O halde biz, düşmanın güçlülüğünü ve zorluklarımızın çokluğunu konuşmaktan ziyade, halkımızı bu temel eğitim ve öğretim kurumları içinde birleştirelim; bu konudaki görevlerimizi yerine getirelim; o zaman güçlü olan ve kolay olanın ne olduğunu görelim ve söyleyelim. Bu konudaki görevlerimizi yerine getirmeden sıradan eğitim ve örgütlenme görevlerimizi başarmadan, ne düşman hakkında hüküm biçelim, ne de zorluklarımız hakkında boş laf edelim. Herkes bugün bu görevleri yapacak güçtedir. Şimdi bu kurumda küçümsenemeyecek kadar arkadaş bulunuyor. Eğer bu devreden çıkan her birimiz kendimizi yoğunlaştırırsak, bu okuldaki kadar başarılı eğitim veren kurumların kuruluşlarına öncülük edebiliriz. Bunların çoğunu yönetebiliriz ve yüzlerce devrimciyi çıkarabiliriz. Bizde bu kanıtlanmıştır. Kanıtlanan gerçeğin benzerlerinin daha da güçlü bir biçimde halkımızın saflarında oluşturabiliriz. Bu görevlerimizi başardığımızda göreceğiz ki, gerçekten halkımız bağrında büyük bir yetenekler taşımaktadır. Ülkemiz muazzam bir okul sistemine olanak verecek düzeyde elverişlidir.
O çok güçlü görünen; daha düne kadar bir öcü gibi karşımızda dikilen ve tabu gibi üzerimizde etkisini sürdüren düşman kuruluşlarının, gerçekte en kof kuruluşlar olduğunu o zaman göreceğiz. Özellikle de onun Kürdistan’daki kuruluşlarının çoğunun, bir tekme ile devrilecek kadar kof olduğunu göreceğiz. Orada üretilenin, eğitilenin ve şekillendirilenin ne kadar yaramaz, tehlikeli ve derhal tasfiye edilmesi gerektiğini göreceğiz.

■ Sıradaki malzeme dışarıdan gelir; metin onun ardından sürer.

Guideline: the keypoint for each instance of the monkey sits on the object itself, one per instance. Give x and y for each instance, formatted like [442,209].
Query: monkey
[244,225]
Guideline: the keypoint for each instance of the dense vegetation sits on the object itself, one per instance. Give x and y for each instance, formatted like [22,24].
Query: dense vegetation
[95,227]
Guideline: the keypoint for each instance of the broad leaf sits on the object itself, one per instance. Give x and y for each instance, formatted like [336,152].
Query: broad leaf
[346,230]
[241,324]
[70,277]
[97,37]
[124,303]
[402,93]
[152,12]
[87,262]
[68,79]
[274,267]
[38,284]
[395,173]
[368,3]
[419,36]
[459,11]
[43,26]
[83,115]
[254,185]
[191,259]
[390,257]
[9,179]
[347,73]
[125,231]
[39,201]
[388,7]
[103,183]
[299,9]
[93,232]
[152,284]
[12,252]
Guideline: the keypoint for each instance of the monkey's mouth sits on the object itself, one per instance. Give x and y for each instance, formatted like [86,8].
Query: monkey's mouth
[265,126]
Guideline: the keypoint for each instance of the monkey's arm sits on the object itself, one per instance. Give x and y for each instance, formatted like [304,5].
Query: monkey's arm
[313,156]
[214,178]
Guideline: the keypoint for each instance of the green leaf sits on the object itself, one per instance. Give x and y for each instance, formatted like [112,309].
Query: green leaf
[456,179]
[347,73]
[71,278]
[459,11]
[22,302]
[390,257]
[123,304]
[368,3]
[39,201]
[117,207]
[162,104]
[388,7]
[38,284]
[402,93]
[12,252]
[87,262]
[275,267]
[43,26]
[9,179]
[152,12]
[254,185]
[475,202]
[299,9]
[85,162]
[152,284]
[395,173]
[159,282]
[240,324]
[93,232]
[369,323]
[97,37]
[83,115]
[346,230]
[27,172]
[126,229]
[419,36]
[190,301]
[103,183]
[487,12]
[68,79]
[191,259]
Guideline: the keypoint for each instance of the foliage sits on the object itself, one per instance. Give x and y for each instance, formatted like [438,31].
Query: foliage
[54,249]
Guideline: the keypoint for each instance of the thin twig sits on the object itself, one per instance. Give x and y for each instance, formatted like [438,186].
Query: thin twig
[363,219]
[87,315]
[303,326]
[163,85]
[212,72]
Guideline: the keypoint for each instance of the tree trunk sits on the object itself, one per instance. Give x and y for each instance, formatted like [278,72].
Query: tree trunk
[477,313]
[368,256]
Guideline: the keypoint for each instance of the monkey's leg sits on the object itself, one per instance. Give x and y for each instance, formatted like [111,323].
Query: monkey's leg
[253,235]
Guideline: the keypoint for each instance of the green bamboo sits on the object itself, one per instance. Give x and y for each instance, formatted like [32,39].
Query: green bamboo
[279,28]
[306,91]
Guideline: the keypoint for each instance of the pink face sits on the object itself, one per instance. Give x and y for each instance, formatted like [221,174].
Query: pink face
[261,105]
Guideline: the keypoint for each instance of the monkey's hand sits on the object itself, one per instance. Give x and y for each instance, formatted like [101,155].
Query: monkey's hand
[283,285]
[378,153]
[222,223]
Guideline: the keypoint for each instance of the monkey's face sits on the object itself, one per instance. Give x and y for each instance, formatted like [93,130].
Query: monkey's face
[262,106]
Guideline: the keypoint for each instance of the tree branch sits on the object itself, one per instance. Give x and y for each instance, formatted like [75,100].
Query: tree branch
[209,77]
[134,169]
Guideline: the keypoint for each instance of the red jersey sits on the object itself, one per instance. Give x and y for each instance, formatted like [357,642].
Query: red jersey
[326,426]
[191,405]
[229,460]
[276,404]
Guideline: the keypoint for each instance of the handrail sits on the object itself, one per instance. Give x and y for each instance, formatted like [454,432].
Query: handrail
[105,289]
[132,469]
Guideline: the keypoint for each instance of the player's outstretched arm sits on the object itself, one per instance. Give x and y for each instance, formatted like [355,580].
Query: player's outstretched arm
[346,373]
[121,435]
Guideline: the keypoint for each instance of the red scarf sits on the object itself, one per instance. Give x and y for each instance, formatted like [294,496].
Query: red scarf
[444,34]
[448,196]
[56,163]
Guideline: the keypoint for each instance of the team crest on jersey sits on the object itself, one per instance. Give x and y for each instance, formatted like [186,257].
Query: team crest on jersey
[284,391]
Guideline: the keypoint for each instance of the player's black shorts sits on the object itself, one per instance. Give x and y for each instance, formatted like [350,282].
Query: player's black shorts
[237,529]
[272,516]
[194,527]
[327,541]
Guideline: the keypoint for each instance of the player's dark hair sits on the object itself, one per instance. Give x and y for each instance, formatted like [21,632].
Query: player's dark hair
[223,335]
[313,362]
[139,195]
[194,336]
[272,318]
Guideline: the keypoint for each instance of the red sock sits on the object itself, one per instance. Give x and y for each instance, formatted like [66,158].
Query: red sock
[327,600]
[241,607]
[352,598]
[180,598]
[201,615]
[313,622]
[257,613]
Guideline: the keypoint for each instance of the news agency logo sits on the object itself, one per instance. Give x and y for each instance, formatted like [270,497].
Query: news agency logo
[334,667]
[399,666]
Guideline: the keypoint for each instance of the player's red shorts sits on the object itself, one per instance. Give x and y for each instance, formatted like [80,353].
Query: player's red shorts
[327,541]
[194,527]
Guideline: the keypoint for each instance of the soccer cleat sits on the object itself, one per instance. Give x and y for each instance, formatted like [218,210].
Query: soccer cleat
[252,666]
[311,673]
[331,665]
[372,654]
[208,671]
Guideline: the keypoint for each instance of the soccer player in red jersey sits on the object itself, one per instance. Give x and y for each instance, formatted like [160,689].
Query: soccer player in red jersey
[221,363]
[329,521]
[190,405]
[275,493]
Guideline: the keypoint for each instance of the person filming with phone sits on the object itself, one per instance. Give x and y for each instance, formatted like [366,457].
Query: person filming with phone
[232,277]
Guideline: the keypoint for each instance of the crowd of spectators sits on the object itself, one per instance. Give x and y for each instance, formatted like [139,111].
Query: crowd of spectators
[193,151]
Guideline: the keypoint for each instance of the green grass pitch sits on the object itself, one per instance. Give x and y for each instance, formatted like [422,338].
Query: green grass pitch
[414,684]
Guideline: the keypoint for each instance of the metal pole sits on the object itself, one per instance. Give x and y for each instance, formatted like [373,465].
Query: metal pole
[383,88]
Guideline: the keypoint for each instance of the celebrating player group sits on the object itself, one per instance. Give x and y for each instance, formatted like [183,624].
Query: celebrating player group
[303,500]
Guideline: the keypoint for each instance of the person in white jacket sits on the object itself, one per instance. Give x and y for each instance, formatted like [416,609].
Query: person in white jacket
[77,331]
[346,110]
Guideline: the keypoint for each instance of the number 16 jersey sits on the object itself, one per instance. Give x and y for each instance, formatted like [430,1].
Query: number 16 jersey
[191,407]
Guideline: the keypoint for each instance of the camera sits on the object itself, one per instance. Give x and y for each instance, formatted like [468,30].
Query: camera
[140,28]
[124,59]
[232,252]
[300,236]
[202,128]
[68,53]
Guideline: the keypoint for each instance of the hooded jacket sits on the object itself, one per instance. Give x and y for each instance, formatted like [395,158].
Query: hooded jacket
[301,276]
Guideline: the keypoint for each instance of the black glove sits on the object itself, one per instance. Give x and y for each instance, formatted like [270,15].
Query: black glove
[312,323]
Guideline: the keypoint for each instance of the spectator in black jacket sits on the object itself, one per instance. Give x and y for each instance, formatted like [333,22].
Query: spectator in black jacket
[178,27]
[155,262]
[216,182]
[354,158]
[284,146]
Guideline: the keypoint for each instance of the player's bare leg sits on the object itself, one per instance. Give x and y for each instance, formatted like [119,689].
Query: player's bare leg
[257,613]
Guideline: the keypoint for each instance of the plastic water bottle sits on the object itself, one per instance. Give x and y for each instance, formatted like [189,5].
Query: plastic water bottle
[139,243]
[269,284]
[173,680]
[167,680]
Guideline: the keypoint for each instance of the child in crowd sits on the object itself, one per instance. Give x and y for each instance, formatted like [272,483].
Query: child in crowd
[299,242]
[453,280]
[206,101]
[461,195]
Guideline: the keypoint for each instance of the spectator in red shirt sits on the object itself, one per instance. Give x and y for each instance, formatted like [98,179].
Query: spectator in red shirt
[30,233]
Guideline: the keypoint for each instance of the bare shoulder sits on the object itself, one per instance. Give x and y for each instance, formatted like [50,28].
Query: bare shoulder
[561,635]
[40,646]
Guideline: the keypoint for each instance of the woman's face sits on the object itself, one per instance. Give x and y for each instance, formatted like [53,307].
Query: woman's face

Bununla birlikte yine öz çıkarlar temelinde sınırlı da olsa sağlanan bir halk eğitim seferberliğinin ve hareketliliğinin neye kadir olduğunu; bir yürüyüşe geçildiğinde neleri, nasıl silip süpüreceğini ve kendisi için neleri, nasıl yaratacağını açıkça göreceğiz. O halde, bu soylu görevleri gerçekleştirmek için, burada alınan eğitimin özüne sadık bir biçimde bunu yaygınlaştırmak ve milyonlara maletmek için elden gelen vazgeçilmez bir görev olarak yerine getirilmelidir. Sizler bu temelde önemli bir şansa kavuşmuş durumdasınız. Eğitime bu bakış açısıyla yaklaşacaksınız. Yüksek bir sorumuluk duygusuyla ister ülke içinde, ister dışında her çalışmayı rahatlıkla başarabilecek durumdasınız. Yeterki halkın, Partinin bu önemli ihtiyaçlarına gelişen bir görev ve disiplin anlayışıyla yaklaşın. Gerisi kendiliğinden ortaya çıkacaktır. Zaten zorluklar çekilmiştir, Partimizin sınırlı olanaklarından en çok istifade edilmiştir. Bunun temelinde de şehitlerin kanı vardır. Onlara layık olmanın nasıl vazgeçilmez bir borç olduğunu bilerek görevlere dört elle sarılacak ve bunu başaracaksınız.